Posted by Val (18.104.22.168) on July 14, 2003 at 21:14:47:
In Reply to: An example... posted by Lakhesis (22.214.171.124) on July 10, 2003 at 19:48:02:
> What I realised, and this has partially to do with being a 4, was that I actually caused the relationship to crumble. My behaviour must have been so bizarre and confusing for him!!! Essentially, once we hit a certain level of emotional intimacy, I would say or do something really stupid and inappropriate in order to push him away. There was something in my core that cried out to him: 'So, you think you like me, do you? Well... Here's about a million reasons WHY YOU SHOULDN'T.' Terrifying that I have reached this level of emotional dysfunction. Again, the dynamic was one of pushing away the very thing that I wanted the most.
> The only thing that a 4 wants to hear in their life is 'I love you', and yet it is the very thing that they cannot bring themselves to believe once this is said to them. I'm now aware that this is intrinsically linked to our notion that we are defective. It's like a catch 22: because we need almost constant reassurance in order to feel loved, and very rarely get this, our sense of being defective grows- what we do is create a certain self-talk that convinces us to think of reasons WHY our yearning for love is not being fulfilled.
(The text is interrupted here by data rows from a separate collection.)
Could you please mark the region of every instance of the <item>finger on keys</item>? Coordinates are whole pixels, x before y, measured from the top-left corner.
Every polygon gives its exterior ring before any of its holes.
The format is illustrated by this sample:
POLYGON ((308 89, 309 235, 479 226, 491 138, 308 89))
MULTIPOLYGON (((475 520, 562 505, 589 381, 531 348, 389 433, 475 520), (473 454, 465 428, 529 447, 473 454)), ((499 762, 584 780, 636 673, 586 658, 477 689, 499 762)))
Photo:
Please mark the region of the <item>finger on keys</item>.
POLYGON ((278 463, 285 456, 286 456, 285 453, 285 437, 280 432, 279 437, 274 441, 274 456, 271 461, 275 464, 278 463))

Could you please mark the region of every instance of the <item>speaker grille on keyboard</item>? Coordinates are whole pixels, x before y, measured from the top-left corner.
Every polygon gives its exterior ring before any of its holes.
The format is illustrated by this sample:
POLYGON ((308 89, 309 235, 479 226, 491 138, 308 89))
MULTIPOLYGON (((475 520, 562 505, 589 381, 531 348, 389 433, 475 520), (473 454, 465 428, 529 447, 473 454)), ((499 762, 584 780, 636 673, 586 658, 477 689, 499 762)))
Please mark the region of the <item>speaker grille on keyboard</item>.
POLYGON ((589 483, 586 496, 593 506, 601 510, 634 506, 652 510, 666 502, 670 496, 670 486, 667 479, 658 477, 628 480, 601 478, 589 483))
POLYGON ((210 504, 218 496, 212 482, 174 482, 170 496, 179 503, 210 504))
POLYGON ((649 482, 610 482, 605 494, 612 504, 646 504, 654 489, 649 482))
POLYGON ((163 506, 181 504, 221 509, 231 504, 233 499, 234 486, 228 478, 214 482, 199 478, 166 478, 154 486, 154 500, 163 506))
Our belief systems start to fill with negativity: I am unlovable because I am fat/ugly/repellant/negative/awkward etc... Once this belief system is founded, it becomes almost impossible to believe the words 'I love you'- we've convinced ourselves for all this time that we're not!
> I think the ultimate goal for a 4 is to unlock and change these beliefs. While I wish that I could explain all of this to the guy that I fell for, it is most probably futile, and wise to restrain, at least for the meantime. It could very easily be misunderstood. The challenge for me now is to start to unravel this newfound information and challenge these beliefs.